By default, the XInclude processor assumes the document pointed to by an
href
attribute is a well-formed XML
document. This document is parsed, and the content of the included
document replaces the xi:include
element in the including document. However, it is also nice to be able
to include unparsed text when assembling a larger document. For
instance, the program and XML examples in this book could be included
directly from their source form. If you add a parse
attribute to an xi:include
element with the value text
, then the document will be loaded as
plain text and not parsed. For example, this element includes Example 12-1 as plain text,
without parsing it:
<xi:include
href="http://cafeconleche.org/books/xian3/examples/12/12-1.xml"
parse="text"
/>
When parse="text
", it is no
longer necessary for the referenced document to be well-formed.

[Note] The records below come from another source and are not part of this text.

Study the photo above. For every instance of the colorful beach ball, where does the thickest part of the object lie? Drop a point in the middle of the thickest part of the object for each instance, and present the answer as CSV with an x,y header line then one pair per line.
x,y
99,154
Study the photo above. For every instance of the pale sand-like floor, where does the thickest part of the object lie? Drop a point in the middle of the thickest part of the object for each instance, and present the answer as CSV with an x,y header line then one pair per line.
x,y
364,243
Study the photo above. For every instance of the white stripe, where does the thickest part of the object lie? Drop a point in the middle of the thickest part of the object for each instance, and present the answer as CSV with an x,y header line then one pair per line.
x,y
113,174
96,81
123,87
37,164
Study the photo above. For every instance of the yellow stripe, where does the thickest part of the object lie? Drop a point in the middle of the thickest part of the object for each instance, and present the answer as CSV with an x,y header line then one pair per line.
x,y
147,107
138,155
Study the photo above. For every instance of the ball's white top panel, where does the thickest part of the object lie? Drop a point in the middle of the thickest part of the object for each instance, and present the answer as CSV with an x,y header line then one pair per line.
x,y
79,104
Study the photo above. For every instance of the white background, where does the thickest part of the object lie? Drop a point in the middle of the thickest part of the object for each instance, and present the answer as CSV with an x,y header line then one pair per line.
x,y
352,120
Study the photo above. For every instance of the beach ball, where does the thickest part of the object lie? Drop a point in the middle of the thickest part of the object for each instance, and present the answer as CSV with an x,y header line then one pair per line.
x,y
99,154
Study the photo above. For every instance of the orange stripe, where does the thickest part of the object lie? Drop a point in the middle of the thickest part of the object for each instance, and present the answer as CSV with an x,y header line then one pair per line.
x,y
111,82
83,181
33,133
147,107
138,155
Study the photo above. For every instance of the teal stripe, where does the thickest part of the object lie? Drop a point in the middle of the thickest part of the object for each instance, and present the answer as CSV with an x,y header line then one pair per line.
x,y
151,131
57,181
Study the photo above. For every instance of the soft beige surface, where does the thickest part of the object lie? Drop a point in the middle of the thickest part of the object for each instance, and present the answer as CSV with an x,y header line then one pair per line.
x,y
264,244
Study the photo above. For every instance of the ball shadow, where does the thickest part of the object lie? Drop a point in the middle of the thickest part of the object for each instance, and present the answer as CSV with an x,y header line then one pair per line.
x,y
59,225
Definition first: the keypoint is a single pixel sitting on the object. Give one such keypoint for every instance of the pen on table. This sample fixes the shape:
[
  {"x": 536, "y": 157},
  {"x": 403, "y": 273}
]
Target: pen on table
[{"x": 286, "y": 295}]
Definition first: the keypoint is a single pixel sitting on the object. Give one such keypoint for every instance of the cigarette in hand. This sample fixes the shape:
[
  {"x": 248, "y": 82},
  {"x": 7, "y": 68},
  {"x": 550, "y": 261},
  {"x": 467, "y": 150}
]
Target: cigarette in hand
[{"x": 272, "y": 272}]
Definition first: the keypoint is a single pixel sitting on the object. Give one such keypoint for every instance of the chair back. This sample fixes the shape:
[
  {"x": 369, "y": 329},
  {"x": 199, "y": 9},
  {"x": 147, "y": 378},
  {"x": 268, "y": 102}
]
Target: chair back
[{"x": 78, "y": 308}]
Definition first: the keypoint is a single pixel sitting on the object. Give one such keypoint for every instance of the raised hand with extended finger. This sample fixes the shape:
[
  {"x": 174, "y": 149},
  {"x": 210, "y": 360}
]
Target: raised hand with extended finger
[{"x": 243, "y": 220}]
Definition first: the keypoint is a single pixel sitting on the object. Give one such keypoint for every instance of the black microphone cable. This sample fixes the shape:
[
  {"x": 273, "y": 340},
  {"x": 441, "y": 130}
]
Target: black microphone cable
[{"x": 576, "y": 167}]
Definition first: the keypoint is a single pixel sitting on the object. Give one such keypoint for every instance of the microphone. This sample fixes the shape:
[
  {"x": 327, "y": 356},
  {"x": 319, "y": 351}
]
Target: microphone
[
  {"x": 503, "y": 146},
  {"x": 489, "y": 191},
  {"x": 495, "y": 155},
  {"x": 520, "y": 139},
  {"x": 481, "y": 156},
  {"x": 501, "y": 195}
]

Indeed, it need not be an XML document at all. It can be C source
code, an email message, a classic HTML document, or almost anything
else. The only restriction is that the included document must not
contain any completely illegal characters, such as an ASCII NUL, or an
unmatched half of a surrogate pair.
XInclude processors make use of any protocol metadata such as
HTTP headers to determine the encoding of a referenced document so
they can transcode it into Unicode before including it. If external
metadata is not available, but the MIME media type is text/xml
, application/xml
, or some type that ends in
+xml
, then the processor will look
inside the document for common signatures like byte-order marks or XML
declarations that help it guess the encoding. If these standard
mechanisms won't suffice, the document author can add an encoding
attribute to the xi:include
element, indicating the expected
encoding of the document. For example, this element tries to load
Example 12-1 using the
Latin-1 encoding:
<xi:include
href="http://cafeconleche.org/books/xian3/examples/12/12-1.xml"

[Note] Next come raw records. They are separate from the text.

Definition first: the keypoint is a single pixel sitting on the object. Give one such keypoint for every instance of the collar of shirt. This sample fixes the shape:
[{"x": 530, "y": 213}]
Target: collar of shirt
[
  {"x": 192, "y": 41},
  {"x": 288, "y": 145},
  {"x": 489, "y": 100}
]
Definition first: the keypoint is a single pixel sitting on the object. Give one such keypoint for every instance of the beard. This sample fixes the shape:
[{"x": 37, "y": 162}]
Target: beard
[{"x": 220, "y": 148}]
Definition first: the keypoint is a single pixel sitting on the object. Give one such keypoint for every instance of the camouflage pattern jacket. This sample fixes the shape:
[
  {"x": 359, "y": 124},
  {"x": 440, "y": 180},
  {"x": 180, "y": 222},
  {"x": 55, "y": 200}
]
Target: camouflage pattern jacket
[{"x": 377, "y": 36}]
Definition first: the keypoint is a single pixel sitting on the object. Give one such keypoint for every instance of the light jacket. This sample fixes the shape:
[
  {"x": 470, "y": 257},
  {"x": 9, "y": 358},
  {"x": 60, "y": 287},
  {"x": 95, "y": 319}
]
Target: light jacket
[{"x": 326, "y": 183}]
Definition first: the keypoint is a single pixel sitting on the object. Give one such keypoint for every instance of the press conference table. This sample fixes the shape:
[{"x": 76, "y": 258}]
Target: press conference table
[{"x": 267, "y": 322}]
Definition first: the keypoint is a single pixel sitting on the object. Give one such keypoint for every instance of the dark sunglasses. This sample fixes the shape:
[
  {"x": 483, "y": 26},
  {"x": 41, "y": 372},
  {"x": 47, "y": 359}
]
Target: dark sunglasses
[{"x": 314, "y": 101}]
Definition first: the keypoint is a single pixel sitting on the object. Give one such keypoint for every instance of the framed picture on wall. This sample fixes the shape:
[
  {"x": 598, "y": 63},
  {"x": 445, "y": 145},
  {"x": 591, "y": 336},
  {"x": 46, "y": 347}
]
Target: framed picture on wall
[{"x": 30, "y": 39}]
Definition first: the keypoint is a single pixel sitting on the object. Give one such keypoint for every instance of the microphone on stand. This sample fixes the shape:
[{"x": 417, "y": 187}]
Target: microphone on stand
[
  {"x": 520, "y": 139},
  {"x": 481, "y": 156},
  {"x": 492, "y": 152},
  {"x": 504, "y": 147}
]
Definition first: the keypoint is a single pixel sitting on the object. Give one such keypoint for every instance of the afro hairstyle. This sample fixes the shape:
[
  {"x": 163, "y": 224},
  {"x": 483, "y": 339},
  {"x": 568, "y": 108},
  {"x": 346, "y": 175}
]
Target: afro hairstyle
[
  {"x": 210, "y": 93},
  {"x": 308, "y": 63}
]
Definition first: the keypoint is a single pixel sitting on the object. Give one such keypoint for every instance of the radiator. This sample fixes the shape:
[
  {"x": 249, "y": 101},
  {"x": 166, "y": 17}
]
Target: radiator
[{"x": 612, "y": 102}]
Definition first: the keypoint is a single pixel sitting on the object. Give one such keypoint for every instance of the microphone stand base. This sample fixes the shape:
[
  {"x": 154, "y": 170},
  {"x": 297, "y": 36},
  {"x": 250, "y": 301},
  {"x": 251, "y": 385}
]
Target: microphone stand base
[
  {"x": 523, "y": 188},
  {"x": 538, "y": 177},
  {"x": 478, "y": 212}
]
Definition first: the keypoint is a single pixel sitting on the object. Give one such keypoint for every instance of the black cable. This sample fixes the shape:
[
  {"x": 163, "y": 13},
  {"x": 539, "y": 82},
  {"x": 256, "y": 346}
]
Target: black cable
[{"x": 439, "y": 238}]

encoding="ISO-8859-1" parse="text"
/>
Finally, if all of those fail, the processor assumes the document is encoded in UTF-8. Any byte sequences that are undefined in the document's encoding (or what the XInclude processor thinks is the document's encoding) are a fatal error.
The parse
attribute can also have the value xml
to indicate that the referenced document
should be parsed. However, this is the default so most authors don't
bother to write parse="xml
". Any
other value is a fatal error.